Find and fix. Locate a specific UI element and modify it. Moderate exploration (search + read), one edit. Tests exploration routing.
Add a feature. Add a new UI element with behavior. Heavy exploration (multiple files), multiple edits. Tests the full exploration-to-action cycle.
Investigation only. Answer a question about the codebase. All exploration, no edits. Tests whether HotSwap saves on pure-exploration tasks.
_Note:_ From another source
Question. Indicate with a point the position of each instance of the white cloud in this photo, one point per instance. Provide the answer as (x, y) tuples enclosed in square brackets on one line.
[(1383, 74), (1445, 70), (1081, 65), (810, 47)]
Multi-file refactor. Extract duplicated code into a shared utility. Heavy exploration + heavy action. Tests the architecture under sustained load.
What comes next
HotSwap is a hypothesis under active testing, not a proven solution. The architecture is working, but the key question -- does the added complexity pay for itself, and under what conditions? -- is still open.
Directions being explored:
- Real-time cache-economics-driven routing -- using TTL remaining and marginal cost comparisons to make routing decisions dynamically, instead of pure task-type classification. This is the aspirational version of the pattern.
- More granular tool classification -- the current exploration/action split is binary. Some tools are borderline (e.g., running tests is read-only but computationally meaningful). Smarter classification could improve routing accuracy.
- Broader provider support -- the translation layer currently handles Anthropic <> OpenAI. Adding Google Vertex or local models as sidecar options would test provider-agnosticism.